XML data mining, Part 2: Mining XML association rules

Discover association rules from static and dynamic XML documents

In Part 2 of this series, learn about mining association rules from XML documents. Mining association rules from XML documents is different from mining rules from relational data. Information can be structured differently in XML because of the language's flexibility and hierarchical organization. This article also introduces the notion of dynamic association rules. You'll explore an approach to mining XML association rules when the underlying XML documents change without a full re-run of the association rules discovery algorithm.

02 May 2012 - Added links to Part 3 of this article to sidebars in the Introduction and Conclusion, and in Resources.

Share:

Laura Irina Rusu, PhD MACS CP, Development Team Lead, DW and BI Consultant, Computershare Technology Services Australia, La Trobe University Australia

Photo of Laura Irina RusuLaura Rusu completed her Ph.D. in computer science in 2009 at La Trobe University, Melbourne, Australia, with a thesis on XML data warehousing and mining. She proposed several novel techniques for XML data warehousing and mining, presented them at a number of international conferences, and published extended papers in international peer-reviewed journals. She wrote a book chapter on mining association rules from XML documents and edited a book on data mining and warehousing technologies. Laura's experience is a blend of academic, research, and IT industry roles. You can reach her at Laura.Rusu@acsmail.net.au.



02 May 2012 (First published 13 December 2011)

Also available in Chinese Russian Japanese

Introduction

XML has increasingly become the language of choice for data representation, storage, and exchange in many arenas. With the rapid increase in the amount of information represented in XML, people are searching for sensible techniques to solve issues with XML document storage and analysis. Part 1: Survey several approaches to XML data mining in this series introduced some techniques for mining hidden knowledge from XML documents.

In this article, learn about discovering XML association rules (as opposed to discovering association rules from relational data). Learn a technique to assess the validity of XML association rules extracted from XML documents that change their content in time. Several examples help illustrate the differences and the new XML data-mining technique.

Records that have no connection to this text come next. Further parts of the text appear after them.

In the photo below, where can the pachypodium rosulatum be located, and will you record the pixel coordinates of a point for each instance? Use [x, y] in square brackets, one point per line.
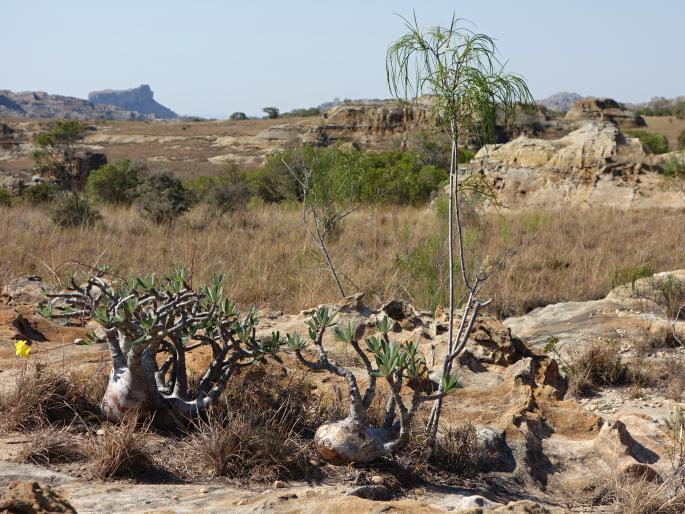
[401, 365]
[150, 324]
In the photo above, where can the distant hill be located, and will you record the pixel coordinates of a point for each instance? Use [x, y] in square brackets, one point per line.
[560, 102]
[139, 99]
[132, 104]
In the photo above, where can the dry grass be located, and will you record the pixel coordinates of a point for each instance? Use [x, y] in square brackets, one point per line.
[51, 446]
[643, 496]
[43, 395]
[670, 126]
[597, 365]
[560, 256]
[121, 450]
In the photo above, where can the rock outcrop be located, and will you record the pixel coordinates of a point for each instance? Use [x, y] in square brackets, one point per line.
[560, 102]
[38, 104]
[604, 109]
[138, 99]
[593, 165]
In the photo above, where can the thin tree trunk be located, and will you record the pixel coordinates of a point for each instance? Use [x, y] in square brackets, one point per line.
[434, 418]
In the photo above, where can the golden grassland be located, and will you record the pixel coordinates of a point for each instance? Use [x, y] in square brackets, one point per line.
[388, 252]
[670, 126]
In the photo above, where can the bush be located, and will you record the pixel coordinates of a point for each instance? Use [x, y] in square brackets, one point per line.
[653, 142]
[116, 183]
[599, 364]
[398, 177]
[45, 192]
[162, 197]
[5, 199]
[73, 210]
[230, 191]
[675, 167]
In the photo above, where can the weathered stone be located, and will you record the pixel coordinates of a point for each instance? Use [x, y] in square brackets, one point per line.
[604, 109]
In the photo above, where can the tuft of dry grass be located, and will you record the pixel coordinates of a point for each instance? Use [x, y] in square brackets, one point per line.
[387, 251]
[44, 395]
[257, 432]
[598, 364]
[51, 446]
[642, 496]
[121, 450]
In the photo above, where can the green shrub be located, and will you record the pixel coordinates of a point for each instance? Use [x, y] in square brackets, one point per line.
[5, 199]
[653, 142]
[162, 197]
[73, 210]
[42, 193]
[230, 191]
[675, 167]
[116, 183]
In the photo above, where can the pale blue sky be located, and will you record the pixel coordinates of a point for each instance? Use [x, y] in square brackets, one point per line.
[211, 57]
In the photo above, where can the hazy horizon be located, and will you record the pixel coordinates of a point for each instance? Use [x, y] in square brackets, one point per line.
[213, 58]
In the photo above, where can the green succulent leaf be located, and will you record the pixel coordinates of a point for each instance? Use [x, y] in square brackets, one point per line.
[295, 342]
[384, 325]
[450, 383]
[345, 332]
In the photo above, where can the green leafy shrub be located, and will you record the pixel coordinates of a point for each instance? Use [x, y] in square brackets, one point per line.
[162, 197]
[675, 167]
[5, 200]
[398, 177]
[653, 142]
[45, 192]
[116, 183]
[72, 210]
[308, 112]
[230, 191]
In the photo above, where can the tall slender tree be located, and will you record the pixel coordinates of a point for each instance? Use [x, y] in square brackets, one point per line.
[469, 89]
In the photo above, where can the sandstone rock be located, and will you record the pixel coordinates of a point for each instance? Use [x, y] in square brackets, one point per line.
[491, 343]
[475, 503]
[604, 109]
[593, 165]
[371, 492]
[138, 99]
[33, 498]
[560, 102]
[38, 104]
[344, 442]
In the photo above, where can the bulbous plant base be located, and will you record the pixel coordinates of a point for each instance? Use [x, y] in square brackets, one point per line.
[347, 441]
[127, 391]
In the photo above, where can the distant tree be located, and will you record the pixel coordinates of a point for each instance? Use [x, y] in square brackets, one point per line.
[162, 197]
[271, 112]
[56, 156]
[116, 183]
[461, 71]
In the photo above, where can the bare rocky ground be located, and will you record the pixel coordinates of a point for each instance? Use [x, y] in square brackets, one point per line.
[553, 450]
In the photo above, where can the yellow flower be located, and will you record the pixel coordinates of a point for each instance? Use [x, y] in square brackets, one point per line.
[22, 349]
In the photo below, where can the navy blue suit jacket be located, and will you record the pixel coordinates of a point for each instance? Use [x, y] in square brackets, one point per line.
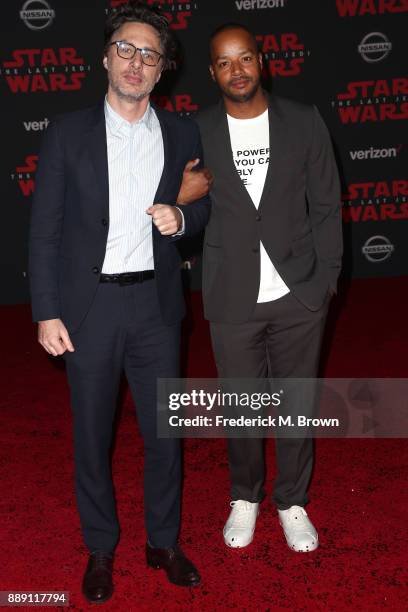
[70, 215]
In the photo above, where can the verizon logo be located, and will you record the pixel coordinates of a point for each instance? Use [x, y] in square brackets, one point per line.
[252, 5]
[36, 126]
[372, 153]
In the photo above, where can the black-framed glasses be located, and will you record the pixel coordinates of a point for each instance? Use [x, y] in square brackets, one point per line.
[128, 51]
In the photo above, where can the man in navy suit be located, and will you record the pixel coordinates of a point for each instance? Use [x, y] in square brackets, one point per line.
[105, 281]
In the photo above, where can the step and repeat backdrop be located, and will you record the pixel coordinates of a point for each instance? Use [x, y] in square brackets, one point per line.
[348, 57]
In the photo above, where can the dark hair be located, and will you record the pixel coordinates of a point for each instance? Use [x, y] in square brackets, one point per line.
[232, 26]
[137, 11]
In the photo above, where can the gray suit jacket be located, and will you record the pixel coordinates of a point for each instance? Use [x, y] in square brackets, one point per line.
[298, 219]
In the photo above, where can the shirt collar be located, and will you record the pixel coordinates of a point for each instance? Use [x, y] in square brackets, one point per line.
[115, 122]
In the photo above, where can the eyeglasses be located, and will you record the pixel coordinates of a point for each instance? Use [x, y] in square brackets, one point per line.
[128, 51]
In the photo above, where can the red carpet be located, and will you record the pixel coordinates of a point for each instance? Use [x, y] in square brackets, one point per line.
[359, 491]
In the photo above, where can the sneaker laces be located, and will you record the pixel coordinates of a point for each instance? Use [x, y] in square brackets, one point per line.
[100, 558]
[295, 517]
[242, 512]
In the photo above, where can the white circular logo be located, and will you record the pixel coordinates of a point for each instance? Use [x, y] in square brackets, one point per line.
[378, 248]
[37, 14]
[374, 47]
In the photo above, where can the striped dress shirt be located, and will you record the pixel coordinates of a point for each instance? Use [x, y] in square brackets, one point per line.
[135, 166]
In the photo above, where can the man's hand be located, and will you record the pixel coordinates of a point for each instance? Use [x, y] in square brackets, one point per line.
[53, 336]
[196, 183]
[167, 219]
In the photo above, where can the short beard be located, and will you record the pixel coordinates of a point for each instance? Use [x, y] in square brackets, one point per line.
[129, 97]
[240, 98]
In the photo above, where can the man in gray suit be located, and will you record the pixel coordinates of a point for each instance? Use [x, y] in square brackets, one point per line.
[272, 256]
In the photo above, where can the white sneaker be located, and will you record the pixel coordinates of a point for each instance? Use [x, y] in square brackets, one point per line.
[299, 532]
[240, 526]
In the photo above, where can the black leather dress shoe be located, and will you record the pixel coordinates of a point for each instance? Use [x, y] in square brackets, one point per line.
[178, 568]
[97, 585]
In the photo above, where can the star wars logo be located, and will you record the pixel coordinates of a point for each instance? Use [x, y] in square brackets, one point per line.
[24, 175]
[44, 70]
[354, 8]
[376, 201]
[284, 54]
[372, 101]
[178, 12]
[181, 104]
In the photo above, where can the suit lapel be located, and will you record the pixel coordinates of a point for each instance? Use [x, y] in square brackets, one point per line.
[221, 143]
[162, 117]
[276, 148]
[99, 156]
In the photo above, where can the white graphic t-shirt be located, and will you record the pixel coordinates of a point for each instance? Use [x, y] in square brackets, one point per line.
[250, 149]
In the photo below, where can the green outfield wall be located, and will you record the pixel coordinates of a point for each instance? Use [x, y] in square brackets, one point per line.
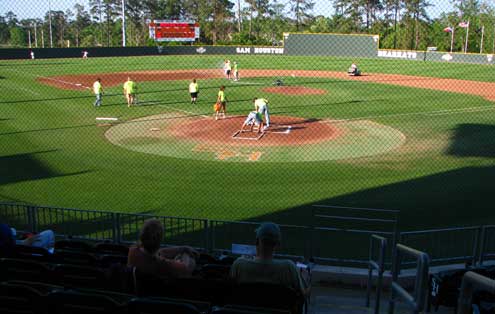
[344, 45]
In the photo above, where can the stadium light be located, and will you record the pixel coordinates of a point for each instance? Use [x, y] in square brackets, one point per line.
[123, 23]
[50, 22]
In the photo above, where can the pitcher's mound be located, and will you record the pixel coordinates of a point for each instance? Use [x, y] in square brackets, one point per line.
[294, 90]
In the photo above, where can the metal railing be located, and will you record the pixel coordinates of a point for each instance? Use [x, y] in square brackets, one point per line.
[445, 246]
[379, 266]
[487, 245]
[355, 224]
[417, 300]
[472, 282]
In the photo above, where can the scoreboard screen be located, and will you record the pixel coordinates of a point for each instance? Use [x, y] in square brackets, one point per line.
[164, 30]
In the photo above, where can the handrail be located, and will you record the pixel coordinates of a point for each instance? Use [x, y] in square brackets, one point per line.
[416, 301]
[472, 282]
[379, 267]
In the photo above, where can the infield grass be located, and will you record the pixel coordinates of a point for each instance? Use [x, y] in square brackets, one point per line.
[52, 152]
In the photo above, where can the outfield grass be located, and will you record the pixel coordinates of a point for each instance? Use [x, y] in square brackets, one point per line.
[52, 153]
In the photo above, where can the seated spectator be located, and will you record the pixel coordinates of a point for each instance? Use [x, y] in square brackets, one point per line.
[264, 268]
[147, 256]
[7, 241]
[45, 239]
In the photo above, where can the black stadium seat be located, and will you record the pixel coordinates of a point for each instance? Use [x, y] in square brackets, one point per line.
[17, 299]
[23, 269]
[111, 248]
[74, 245]
[74, 302]
[157, 306]
[77, 276]
[267, 295]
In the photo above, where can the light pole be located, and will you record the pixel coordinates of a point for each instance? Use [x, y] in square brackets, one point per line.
[123, 23]
[35, 35]
[50, 22]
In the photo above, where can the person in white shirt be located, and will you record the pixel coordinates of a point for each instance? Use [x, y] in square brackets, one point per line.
[193, 91]
[261, 106]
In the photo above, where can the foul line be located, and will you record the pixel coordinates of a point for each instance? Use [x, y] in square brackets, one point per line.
[289, 128]
[426, 113]
[64, 82]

Mining association rules from relational data

Part 1 discussed association rules, introduced by Agrawal and Srikant in 1993 (see Resources), for relational data to determine interesting relationships that can be extracted from a set of transactions in a market basket analysis. The algorithm to extract this type of knowledge is known as the Apriori algorithm. It employs the concepts of support and confidence, as follows.

Given a set of distinct items I and a set of transactions D, where any transaction T from D contains only items from I, an association rule R is an implication "X to Y," where X and Y are unrelated items from I. The rule R has the support s in D if s% of transactions in D contain both items X and Y, and it has the confidence c if c% of transactions in D that contain X also contain Y.

For example, an association rule in a market basket analysis is "Users who buy product X also buy product Y, and this happens in s% of transactions with c% confidence."

Transactions and items in the relational approach

The association rules concept was first introduced for relational data. In this context, a transaction is a record in the table and an item is the value of an attribute in the table. Consequently, the set of transactions is given by a set of records where all share the same attributes (columns and fields in the table).

Figure 1 is a visual representation of the set of transactions in a table where the task is to mine an association rule as a correlation between values taken by two items (attributes) X and Y. The sample transaction set shows several items that include X and Y in no particular order. Other items in the set include either X or Y.

Figure 1. A set of transaction and items in the relational approach
Concepts of set of transaction and items in the relational approach

Mining association rules from XML

Mining association rules from XML documents is different than mining rules in relational data because the information can be structured differently in the XML format. Generally, discovering XML association rules means finding a relationship between substructures of one or more XML documents.

Transactions and items for XML association rules

The current works in mining static XML association rules use the concepts of transaction and items for XML data. A set of transactions is given by a list of complex nodes formed by querying the XML documents for specific paths; a single complex node forms a transaction. The items are the simple nodes that are the children of the transaction node.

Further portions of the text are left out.